Disparities Facing U.S. Children in Immigrant Families: New Data and Ideas for Indicators to Promote Equity
Delia Pompa, Senior Fellow for Education Policy, MPI
Maki Park, Senior Policy Analyst for Early Education and Care, National Center on Immigrant Integration Policy, MPI
Jacob Hofstetter, Associate Policy Analyst, National Center on Immigrant Integration Policy, MPI
Margie McHugh, Director, National Center on Immigrant Integration Policy, MPI
The COVID-19 pandemic has inarguably exacerbated longstanding disparities that undermine the economic mobility and integration of immigrant parents in the United States and their children’s prospects for success in school and beyond. These include critical two-generational barriers disproportionately experienced by immigrant families, such as poverty, limited English proficiency, digital access and device challenges, linguistic isolation, and low levels of parental formal education. These disparities sit at the intersection of K-12, early childhood, adult education, and social services systems where they are largely unaddressed, despite expectations that each system play a major role in addressing them.

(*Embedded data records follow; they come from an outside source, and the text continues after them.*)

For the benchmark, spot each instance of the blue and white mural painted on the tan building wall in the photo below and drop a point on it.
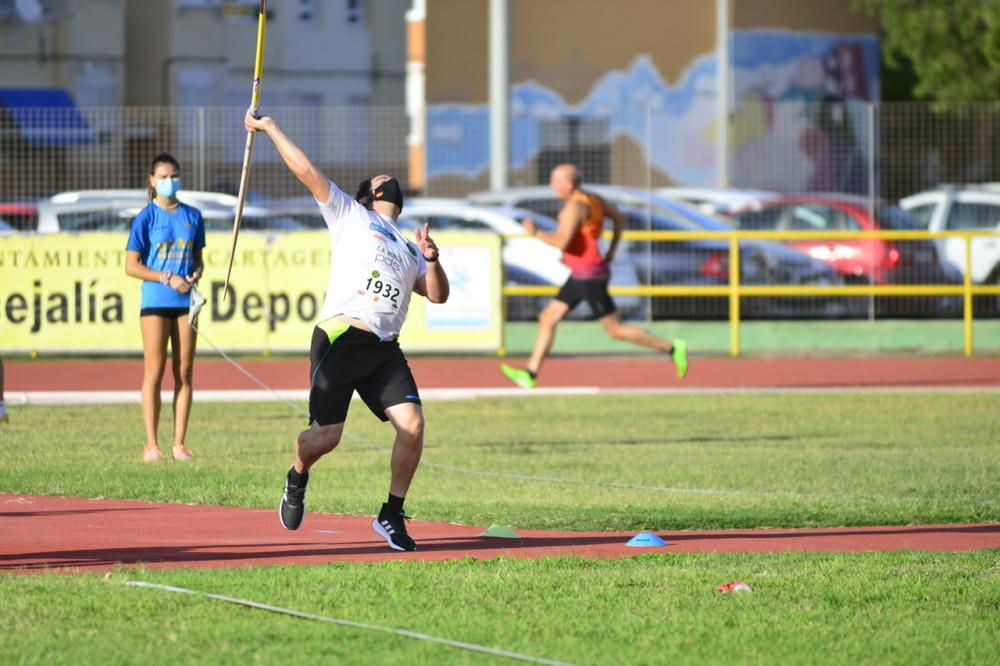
(790, 129)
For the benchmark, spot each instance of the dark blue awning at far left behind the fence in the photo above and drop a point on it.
(46, 116)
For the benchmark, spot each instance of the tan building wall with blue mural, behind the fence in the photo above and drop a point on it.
(631, 90)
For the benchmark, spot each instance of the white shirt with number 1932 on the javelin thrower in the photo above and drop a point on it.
(373, 268)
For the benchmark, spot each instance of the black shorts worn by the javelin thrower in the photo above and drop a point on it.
(346, 359)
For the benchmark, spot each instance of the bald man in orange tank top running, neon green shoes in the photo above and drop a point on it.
(581, 223)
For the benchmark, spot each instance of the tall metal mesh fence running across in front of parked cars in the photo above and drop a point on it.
(867, 155)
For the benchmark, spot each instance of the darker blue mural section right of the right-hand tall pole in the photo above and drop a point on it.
(799, 118)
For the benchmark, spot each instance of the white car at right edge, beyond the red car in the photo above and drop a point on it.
(959, 208)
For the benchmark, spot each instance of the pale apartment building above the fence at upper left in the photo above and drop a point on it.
(106, 53)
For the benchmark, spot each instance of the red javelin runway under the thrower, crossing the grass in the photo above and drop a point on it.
(39, 533)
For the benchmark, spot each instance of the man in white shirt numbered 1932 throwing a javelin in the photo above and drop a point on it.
(355, 347)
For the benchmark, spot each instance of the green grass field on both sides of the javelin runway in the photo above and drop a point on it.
(622, 462)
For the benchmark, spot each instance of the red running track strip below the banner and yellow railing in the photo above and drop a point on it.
(602, 372)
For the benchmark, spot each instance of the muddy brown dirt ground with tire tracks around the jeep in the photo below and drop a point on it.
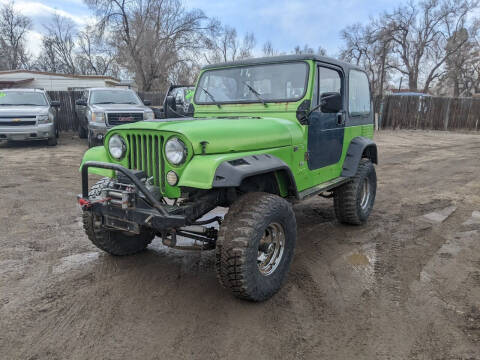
(400, 287)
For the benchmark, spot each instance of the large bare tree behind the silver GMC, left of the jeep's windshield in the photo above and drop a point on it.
(151, 37)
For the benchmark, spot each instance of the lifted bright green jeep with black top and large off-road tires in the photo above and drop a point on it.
(265, 133)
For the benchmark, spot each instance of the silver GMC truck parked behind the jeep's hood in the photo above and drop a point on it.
(102, 108)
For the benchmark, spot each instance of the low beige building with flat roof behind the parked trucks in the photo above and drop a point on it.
(57, 82)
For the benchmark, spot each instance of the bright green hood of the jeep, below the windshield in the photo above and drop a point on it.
(225, 135)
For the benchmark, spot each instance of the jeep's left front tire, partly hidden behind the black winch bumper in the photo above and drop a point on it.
(113, 242)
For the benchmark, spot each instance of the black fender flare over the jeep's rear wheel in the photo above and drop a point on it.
(359, 147)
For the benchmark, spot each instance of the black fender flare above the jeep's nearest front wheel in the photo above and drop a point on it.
(231, 173)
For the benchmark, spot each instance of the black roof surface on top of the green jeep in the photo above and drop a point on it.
(283, 58)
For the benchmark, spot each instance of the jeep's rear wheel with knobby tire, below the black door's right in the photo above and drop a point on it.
(353, 201)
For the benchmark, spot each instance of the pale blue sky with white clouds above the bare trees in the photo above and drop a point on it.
(285, 23)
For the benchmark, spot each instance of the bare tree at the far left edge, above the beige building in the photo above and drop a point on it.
(13, 29)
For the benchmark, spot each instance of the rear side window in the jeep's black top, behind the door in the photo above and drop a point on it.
(358, 94)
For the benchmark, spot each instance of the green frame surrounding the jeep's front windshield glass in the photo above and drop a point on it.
(253, 101)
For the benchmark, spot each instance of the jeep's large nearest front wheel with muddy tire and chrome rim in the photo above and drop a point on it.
(255, 246)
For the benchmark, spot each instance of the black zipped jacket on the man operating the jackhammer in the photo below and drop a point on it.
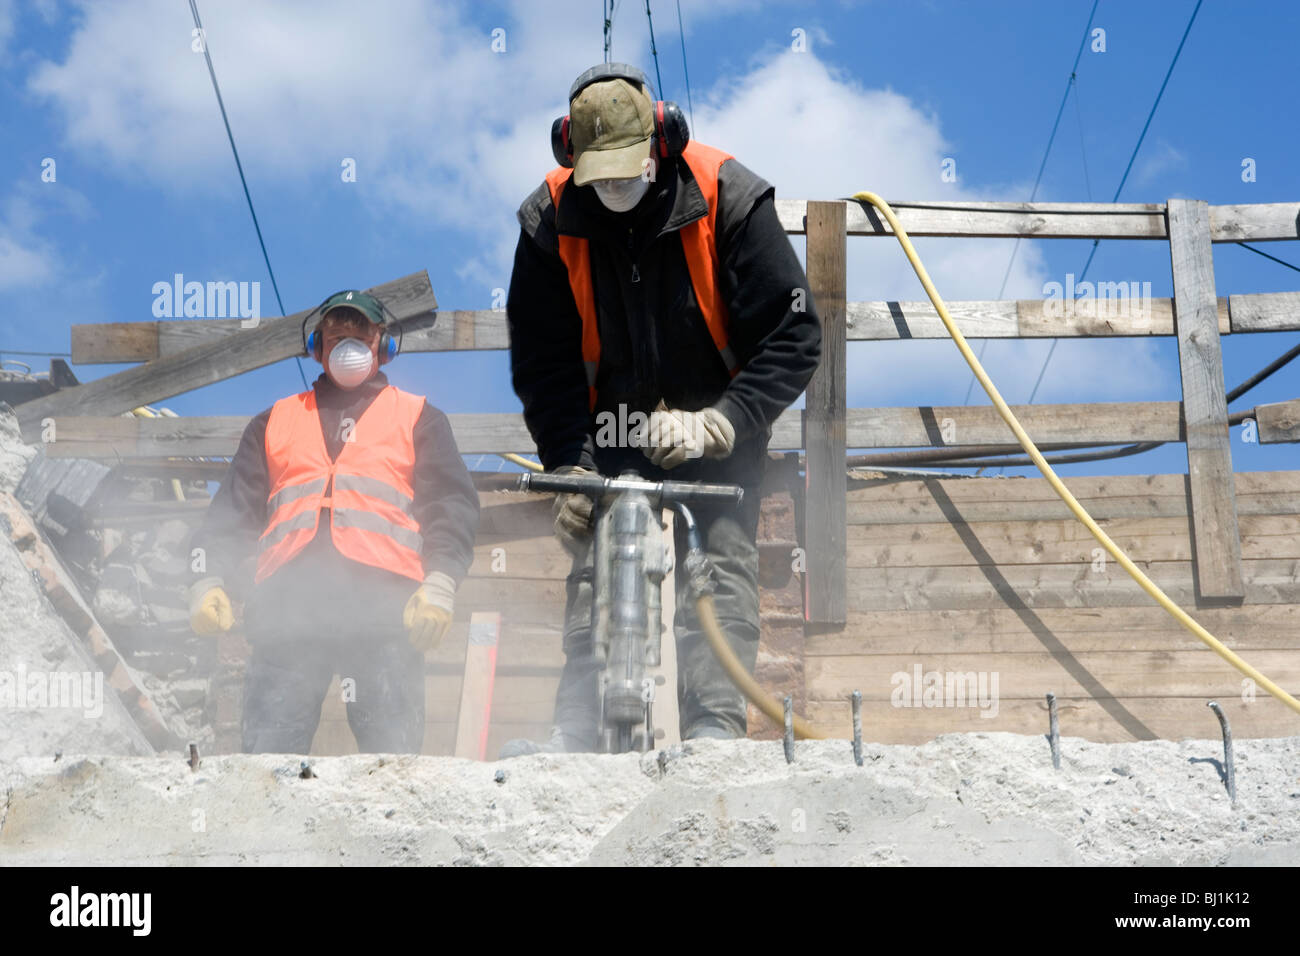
(655, 344)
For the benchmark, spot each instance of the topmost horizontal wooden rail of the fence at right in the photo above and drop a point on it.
(1255, 223)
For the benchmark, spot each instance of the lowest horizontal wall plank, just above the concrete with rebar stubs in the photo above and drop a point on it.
(1103, 721)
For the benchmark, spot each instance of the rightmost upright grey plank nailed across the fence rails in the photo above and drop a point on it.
(1210, 455)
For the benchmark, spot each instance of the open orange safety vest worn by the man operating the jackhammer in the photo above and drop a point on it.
(699, 241)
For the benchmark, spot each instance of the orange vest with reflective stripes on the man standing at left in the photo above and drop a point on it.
(369, 488)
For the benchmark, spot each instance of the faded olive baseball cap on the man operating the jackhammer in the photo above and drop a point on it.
(612, 124)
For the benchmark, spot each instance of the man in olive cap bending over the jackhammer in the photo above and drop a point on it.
(653, 279)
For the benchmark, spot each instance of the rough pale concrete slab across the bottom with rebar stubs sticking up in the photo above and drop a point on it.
(983, 799)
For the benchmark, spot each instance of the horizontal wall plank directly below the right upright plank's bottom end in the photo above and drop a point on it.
(1002, 630)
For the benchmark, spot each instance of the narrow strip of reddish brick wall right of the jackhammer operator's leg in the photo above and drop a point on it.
(781, 595)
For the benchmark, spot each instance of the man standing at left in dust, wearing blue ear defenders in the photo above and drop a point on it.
(358, 518)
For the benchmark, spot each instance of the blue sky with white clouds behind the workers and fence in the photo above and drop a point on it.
(450, 136)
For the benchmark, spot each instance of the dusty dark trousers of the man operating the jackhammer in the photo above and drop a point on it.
(709, 704)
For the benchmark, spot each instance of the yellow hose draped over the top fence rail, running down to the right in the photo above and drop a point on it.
(1021, 436)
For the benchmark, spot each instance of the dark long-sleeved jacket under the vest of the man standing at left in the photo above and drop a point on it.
(319, 587)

This webcast explores findings from an analysis conducted by the Migration Policy Institute’s National Center on Immigrant Integration Policy, which compares key sociodemographic characteristics of immigrant and U.S.-born parents of young and school-age children and underscores their two-generational implications. Speakers examine disparities evident in the analysis and discuss potential ways to incorporate equity-sensitive measures associated with them in the policy and program frameworks of key systems, with an eye to achieving more responsive and effective service designs and improving equity and access more generally for families facing multiple disparities.